Worksite versus Group Ancillary Products for Small Employers

When I first entered the ancillary products market as a new broker, the only products available to sell were worksite products sold face to face with an employer. Over the last several years, I have noticed a trend of the emergence of group ancillary products being introduced to the market. These products were first used for large employers because of guaranteed issue and group underwriting. It makes enrollment and fulfilment much faster and more efficient. It also makes moving the data to a payroll system a much smoother process.

In the past, worksite products required human underwriting (answering health questions). This meant the employee and the HR/payroll department had to wait until the underwriting was complete before the product could be added to the payroll system in order to deduct premium. The wait for the underwriting caused problems when the employee was denied coverage. At other times, the employee decided to cancel the application after waiting to see the underwriting outcome. Each of these changes, on and off the payroll system, caused issues for the HR/payroll departments. Also, these changes caused persistency issues for carriers. These issues were especially problematic for those worksite carriers who provided advance commissions to their agents and brokers. Now, commissions had to be reversed and carrier commission departments had to take on additional work, so they could collect the reversed commissions.

Smaller employers had the same issues; however, they were exacerbated by the fact that smaller employers (less than 100 lives) did not have HR departments, therefore they usually outsourced their payroll.  This made insurance payroll changes costly and time-consuming. With these issues, why did the large worksite carriers not move to group products to help solve many of these problems?

My first thought was they had captive agents and had to keep them satisfied. About 10 years ago, those large carriers began to allow brokers to offer their products at the same time as their captive agents. This move had limited success but did not address the product issue. In the past, there was also the issue that technology did not exist to quote and enroll products totally online. Thankfully this technology does exist today and is available in the ancillary marketplace. It is interesting that the top ancillary product sold, after dental and vision, is accident insurance. All three of these products do not require human underwriting.

Group ancillary products such as accident, dental, vision, voluntary life, cancer, and even critical illness are being sold on a guaranteed issue underwriting basis and can be quoted, proposed, and enrolled online. This can be done with a link which provides the information to the employee to make these decisions at home with their spouse causing no work interruption and significantly increasing persistency. This increased persistency also solves issues with entering data into the payroll system. The technology is there to allow the enrollment to come directly into the payroll system without human intervention.

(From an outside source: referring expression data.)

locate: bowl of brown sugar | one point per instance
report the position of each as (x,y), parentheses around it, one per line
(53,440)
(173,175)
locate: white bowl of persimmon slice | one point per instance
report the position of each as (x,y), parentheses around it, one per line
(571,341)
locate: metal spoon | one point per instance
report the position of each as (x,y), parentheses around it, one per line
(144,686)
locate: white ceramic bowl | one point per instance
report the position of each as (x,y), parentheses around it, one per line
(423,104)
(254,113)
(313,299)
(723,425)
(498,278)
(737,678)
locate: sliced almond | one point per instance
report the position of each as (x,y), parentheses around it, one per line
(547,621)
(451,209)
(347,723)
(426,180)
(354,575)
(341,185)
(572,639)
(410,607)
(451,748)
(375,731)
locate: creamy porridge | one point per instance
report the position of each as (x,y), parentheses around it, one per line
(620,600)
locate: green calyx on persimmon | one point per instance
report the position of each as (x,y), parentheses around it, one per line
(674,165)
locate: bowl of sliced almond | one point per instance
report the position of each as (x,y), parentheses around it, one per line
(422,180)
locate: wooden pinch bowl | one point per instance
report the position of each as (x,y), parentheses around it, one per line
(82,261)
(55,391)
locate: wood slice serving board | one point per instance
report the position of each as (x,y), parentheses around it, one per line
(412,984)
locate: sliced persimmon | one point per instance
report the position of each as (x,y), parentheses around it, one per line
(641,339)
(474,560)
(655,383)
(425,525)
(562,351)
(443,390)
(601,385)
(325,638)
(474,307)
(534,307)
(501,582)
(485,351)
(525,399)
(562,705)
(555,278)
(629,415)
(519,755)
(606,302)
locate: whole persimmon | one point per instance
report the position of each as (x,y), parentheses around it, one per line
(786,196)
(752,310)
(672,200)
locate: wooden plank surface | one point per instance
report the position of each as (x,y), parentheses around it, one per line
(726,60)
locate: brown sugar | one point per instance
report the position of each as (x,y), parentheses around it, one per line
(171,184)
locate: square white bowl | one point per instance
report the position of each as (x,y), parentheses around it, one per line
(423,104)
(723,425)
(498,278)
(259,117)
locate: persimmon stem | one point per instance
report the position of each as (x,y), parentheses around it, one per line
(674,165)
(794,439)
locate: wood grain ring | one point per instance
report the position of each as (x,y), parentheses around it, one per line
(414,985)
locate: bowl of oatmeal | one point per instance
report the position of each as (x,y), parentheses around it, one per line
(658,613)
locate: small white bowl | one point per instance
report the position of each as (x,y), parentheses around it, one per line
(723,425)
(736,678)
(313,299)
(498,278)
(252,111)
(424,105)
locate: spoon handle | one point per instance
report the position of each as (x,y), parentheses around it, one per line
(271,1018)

Enrollment costs are reduced, which is important because we are now seeing insurance regulators impose minimum loss ratios for ancillary products, a trend developing nationwide. Group products pay less commission than worksite products, which also helps with loss ratio requirements.  These group products do not require face to face enrollments but having licensed agents available to answer employee’s questions is recommended to make the enrollment process go smoothly.

What do I see in the future? I see private group exchange platforms stocked with group guaranteed issue products, no human underwriting, and digital eligibility files sent directly to payroll systems and carriers. These changes are here but are just now becoming available to brokers for small employer groups. If you, as a broker, are not on board with these new technologies, then you may be left behind at the starting gate. I highly recommend that you study the market closely, find the carriers who are offering these products, and begin working with those carriers now.